Here’s a Terrifying Example of How Systemic Racism Works
Even without bigoted intent, merely making decisions based on white norms can be deadly
The picture above is of a pulse oximeter.
You may know that. If you have asthma, COPD, or other lung function issues or have spent any time in a hospital, there’s a good chance you’ve used one at some point.
And during the COVID pandemic, suffice to say that this little device was a life-saver for many: alerting them to dangerously low oxygen levels, necessitating a trip to the hospital for supplemental oxygen when they might otherwise not have realized they were that bad off.
Last week, the Washington Post ran a fascinating piece about the development of the oximeter. Therein, they traced its history from a clunky, expensive device for Air Force fighter pilots to what we have now — units so small that millions of people have one in their bedside drawer or medicine cabinet.
The problem, however, is that pulse oximeters aren’t as accurate for people with darker skin.
Specifically, persons of color are more likely to exhibit “occult hypoxemia.” In these cases, an oximeter will indicate that a user has normal oxygenation even though their actual level is dangerously low.

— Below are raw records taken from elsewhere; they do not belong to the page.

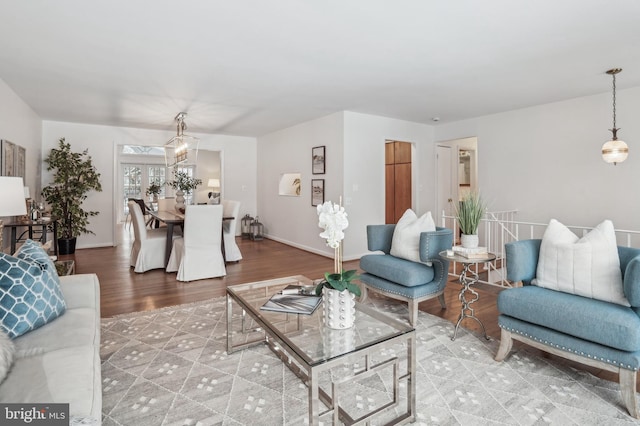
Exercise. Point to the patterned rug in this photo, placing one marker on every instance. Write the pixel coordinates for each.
(170, 367)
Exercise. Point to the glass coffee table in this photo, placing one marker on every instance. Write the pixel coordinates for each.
(377, 345)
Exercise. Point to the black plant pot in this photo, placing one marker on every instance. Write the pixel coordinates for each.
(67, 245)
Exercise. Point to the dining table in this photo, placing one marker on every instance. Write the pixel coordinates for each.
(171, 219)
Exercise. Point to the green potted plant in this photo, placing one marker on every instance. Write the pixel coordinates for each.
(73, 178)
(468, 213)
(183, 184)
(154, 190)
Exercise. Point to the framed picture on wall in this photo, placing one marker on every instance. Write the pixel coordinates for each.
(317, 192)
(21, 155)
(317, 160)
(7, 162)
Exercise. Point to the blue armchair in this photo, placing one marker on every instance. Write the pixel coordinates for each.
(593, 332)
(403, 279)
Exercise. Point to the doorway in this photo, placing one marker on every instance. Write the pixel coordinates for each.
(398, 174)
(457, 172)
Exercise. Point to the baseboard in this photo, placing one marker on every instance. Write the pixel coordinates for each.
(313, 250)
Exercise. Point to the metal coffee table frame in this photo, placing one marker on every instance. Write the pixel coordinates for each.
(309, 371)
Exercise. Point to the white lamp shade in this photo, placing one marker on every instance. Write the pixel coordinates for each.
(615, 151)
(12, 196)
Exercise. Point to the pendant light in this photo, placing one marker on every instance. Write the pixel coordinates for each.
(614, 151)
(181, 148)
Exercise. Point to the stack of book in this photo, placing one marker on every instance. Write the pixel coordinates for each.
(471, 253)
(293, 299)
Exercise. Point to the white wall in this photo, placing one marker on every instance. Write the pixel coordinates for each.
(238, 154)
(545, 161)
(354, 170)
(21, 125)
(293, 220)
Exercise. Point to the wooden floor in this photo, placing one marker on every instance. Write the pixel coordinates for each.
(124, 291)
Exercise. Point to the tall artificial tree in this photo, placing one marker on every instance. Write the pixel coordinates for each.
(74, 177)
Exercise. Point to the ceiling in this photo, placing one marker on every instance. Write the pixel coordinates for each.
(250, 67)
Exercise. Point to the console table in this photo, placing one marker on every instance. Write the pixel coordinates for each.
(40, 228)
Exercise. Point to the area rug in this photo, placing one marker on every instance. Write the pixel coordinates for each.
(170, 367)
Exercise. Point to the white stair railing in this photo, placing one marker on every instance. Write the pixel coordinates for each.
(499, 228)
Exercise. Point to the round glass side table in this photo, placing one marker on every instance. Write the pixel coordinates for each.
(468, 277)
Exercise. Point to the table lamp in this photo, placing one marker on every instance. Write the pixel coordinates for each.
(11, 200)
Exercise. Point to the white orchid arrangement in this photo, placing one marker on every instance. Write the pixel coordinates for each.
(333, 219)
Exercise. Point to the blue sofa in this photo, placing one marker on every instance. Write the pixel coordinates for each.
(403, 279)
(593, 332)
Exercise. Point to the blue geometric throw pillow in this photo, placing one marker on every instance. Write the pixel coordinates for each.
(32, 251)
(30, 294)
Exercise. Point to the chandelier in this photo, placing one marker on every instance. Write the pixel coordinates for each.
(181, 149)
(614, 151)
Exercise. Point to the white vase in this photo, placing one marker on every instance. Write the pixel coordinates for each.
(469, 241)
(180, 201)
(339, 308)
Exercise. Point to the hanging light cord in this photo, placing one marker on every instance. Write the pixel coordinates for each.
(614, 107)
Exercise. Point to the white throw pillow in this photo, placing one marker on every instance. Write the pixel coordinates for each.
(406, 236)
(6, 354)
(588, 266)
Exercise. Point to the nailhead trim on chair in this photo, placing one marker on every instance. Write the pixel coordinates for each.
(590, 356)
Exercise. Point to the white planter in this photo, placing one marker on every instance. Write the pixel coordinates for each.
(469, 241)
(180, 201)
(339, 308)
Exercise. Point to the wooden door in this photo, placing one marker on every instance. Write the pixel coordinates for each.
(397, 180)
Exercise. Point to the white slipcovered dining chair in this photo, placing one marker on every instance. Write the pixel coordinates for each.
(232, 252)
(198, 254)
(167, 205)
(148, 248)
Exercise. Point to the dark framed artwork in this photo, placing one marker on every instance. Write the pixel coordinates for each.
(8, 158)
(317, 192)
(317, 160)
(21, 155)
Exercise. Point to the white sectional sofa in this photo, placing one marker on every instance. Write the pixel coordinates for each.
(60, 361)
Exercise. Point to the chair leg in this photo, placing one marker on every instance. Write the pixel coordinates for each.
(627, 379)
(413, 312)
(506, 343)
(363, 293)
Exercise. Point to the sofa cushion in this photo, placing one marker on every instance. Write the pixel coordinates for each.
(69, 375)
(594, 320)
(7, 350)
(30, 294)
(406, 236)
(397, 270)
(588, 266)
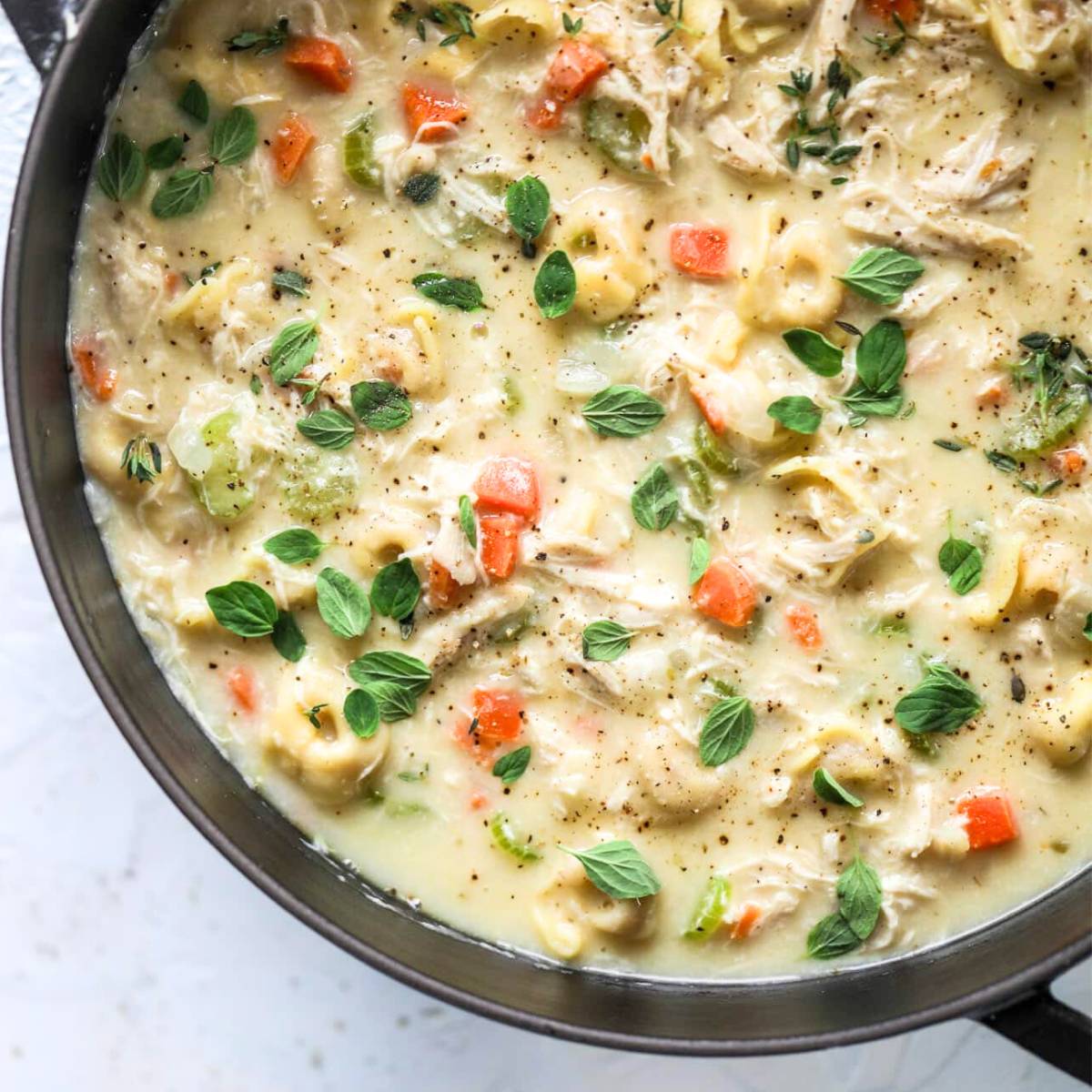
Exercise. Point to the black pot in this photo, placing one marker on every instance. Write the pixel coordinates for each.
(997, 973)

In one study conducted in Veteran’s Administration Hospitals, Black patients exhibited occult hypoxemia 25 percent more often than whites.
According to a second study, Black patients with low oxygenation levels were about 30 percent less likely than whites to be deemed eligible for supplemental oxygen. Latinos were nearly one-fourth less likely to be deemed in need of intervention.
And Black patients in two other studies were nearly three times as likely as whites to experience low oxygenation undetected by pulse oximetry.
Flawed readings can then directly contribute to less concrete medical intervention on behalf of patients.
Indeed, one study found that inaccurate oxygen readings for Black, Latino and Asian patients caused these patients to receive less supplemental oxygen than whites, despite needing it.